Western officials told the Journal they had no knowledge of the planned attacks on the French capital as they sought Abaaoud, and admitted they did not know whether his death would have been enough to stop the attacks, which were carried out by seven suicide attackers, including a set of three brothers.
A Belgian official told the Journal "it is certain" that Abaaoud knew Salah Abdeslam, who was being hunted by authorities across Europe early Tuesday on suspicion of his having been involved in the Paris terror. The two jihadists grew up not far from each other in the Brussels suburb of Molenbeek and spent time in the same prison for petty crimes.

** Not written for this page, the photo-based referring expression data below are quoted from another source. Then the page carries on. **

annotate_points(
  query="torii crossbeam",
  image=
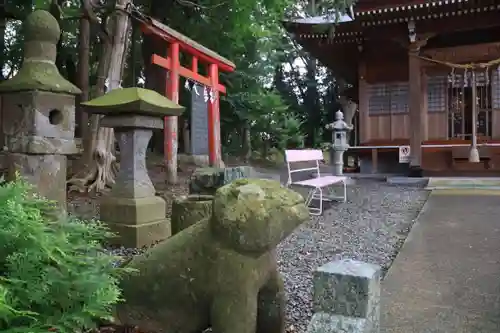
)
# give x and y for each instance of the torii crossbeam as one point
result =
(177, 43)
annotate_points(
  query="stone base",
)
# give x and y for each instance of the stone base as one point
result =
(327, 323)
(415, 171)
(140, 235)
(201, 161)
(47, 173)
(138, 222)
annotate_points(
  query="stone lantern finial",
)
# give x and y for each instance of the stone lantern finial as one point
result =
(339, 115)
(39, 71)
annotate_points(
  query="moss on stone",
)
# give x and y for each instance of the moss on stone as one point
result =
(188, 210)
(208, 180)
(39, 71)
(242, 212)
(134, 100)
(39, 76)
(203, 277)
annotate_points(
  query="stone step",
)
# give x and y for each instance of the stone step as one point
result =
(484, 183)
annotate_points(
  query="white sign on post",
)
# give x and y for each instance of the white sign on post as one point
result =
(404, 154)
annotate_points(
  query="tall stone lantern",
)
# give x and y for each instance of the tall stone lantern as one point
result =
(132, 210)
(38, 112)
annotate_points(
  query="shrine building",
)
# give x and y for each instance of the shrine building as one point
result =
(415, 68)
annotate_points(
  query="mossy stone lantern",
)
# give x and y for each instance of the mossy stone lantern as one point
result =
(132, 209)
(38, 112)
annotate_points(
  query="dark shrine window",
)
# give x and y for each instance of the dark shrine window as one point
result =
(380, 101)
(436, 93)
(399, 97)
(495, 90)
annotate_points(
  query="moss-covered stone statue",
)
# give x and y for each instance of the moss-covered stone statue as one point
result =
(220, 272)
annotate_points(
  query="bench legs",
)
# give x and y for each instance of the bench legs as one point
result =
(316, 193)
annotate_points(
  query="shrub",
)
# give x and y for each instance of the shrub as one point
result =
(54, 275)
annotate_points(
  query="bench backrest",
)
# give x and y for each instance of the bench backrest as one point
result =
(303, 155)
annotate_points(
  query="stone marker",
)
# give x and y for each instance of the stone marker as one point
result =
(132, 209)
(208, 180)
(221, 271)
(346, 298)
(38, 107)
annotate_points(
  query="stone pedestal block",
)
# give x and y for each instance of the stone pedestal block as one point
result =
(38, 112)
(132, 210)
(207, 180)
(346, 298)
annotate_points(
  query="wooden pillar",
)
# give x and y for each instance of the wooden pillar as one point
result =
(364, 118)
(374, 160)
(170, 124)
(214, 144)
(417, 118)
(424, 107)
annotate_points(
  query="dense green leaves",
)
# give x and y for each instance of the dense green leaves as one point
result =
(53, 275)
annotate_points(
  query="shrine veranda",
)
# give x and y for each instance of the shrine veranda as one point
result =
(411, 65)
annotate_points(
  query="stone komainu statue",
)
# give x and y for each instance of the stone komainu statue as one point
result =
(220, 272)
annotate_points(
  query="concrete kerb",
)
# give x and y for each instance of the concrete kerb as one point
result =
(346, 298)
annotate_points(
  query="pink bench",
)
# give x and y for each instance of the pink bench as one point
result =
(316, 185)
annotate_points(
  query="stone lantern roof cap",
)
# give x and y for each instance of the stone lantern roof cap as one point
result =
(39, 71)
(133, 101)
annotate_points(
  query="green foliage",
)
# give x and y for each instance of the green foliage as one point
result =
(54, 275)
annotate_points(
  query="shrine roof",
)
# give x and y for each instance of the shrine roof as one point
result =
(338, 44)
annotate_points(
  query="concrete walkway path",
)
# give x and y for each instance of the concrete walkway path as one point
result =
(446, 278)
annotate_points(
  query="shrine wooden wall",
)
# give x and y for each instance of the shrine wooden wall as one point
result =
(383, 91)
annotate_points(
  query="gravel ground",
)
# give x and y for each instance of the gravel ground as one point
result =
(371, 226)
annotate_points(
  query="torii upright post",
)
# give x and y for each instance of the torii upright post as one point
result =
(177, 43)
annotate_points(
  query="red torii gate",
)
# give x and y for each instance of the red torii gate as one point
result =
(177, 43)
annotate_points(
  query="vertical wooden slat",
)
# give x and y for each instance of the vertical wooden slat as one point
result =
(415, 101)
(424, 107)
(364, 120)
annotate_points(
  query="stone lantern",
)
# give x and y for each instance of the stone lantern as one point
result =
(132, 210)
(38, 107)
(340, 143)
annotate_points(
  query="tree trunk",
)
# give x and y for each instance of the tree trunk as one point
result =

Abaaoud came to public notice in Belgium last year for taking his then 13-year-old brother with him to Syria and appearing in an ISIS propaganda video in which he boasted about his pride in piling the dead bodies of "infidel" enemies into a trailer. At some point, Abaaoud returned to Belgium, only to escape the authorities in January of this year after police foiled a plot to attack officers he had masterminded on behalf of a cell based in the Belgian town of Verviers. In the ensuing gun battle, two of Abaaoud's alleged accomplices were killed, but Abaaoud somehow escaped.
A Western intelligence official also told the Journal, citing interrogations of former French members of ISIS, that  at some point after the Verviers shooting, a core group of French-speaking Belgian radicals began organizing to plan attacks on public places in Europe. The countries targeted including France, Spain, Holland, and the United Kingdom.